Most public employees can be disciplined for making statements their bosses don’t like, even if it might seem like they are protected by the First Amendment. If the statements were made as part of the employee’s “official duties,” the speech is considered to be the government agency’s speech, not the legally protected speech of the individual speaker.
But Garcetti v. Ceballos (2006), the Supreme Court case that established that standard, left one question open-ended. If teaching and writing, which are high priorities for First Amendment protection, are “the core of the official duties of teachers and professors,” should teachers be protected where others aren’t?
“We conclude that Garcetti does not — indeed, consistent with the First Amendment, cannot — apply to teaching and academic writing,” the U.S. Court of Appeals for the Ninth Circuit decided last week in Demers v. Austin.
Then-professor David Demers sued Washington State University administrators for First Amendment violations in 2010. He alleged unfair retaliation for distributing two publications that criticized the administration and called for revamping the school’s Communications program. (Demers has since taken a job teaching at Arizona State University.)

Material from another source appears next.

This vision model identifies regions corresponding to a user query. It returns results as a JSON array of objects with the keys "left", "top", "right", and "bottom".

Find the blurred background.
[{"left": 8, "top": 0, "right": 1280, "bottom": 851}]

The Chronicle of Higher Education noted that the Ninth Circuit is the second, after the Fourth Circuit, to decide that publicly employed teachers are exempt from Garcetti. Three other federal appeal courts, the Third, Sixth and Seventh, ruled the opposite.
WSU officials, who were defendants in the Demers case, will not face penalties, however. Judges granted them qualified immunity due to “the uncertain state of the law” establishing whether teachers are subject to Garcetti.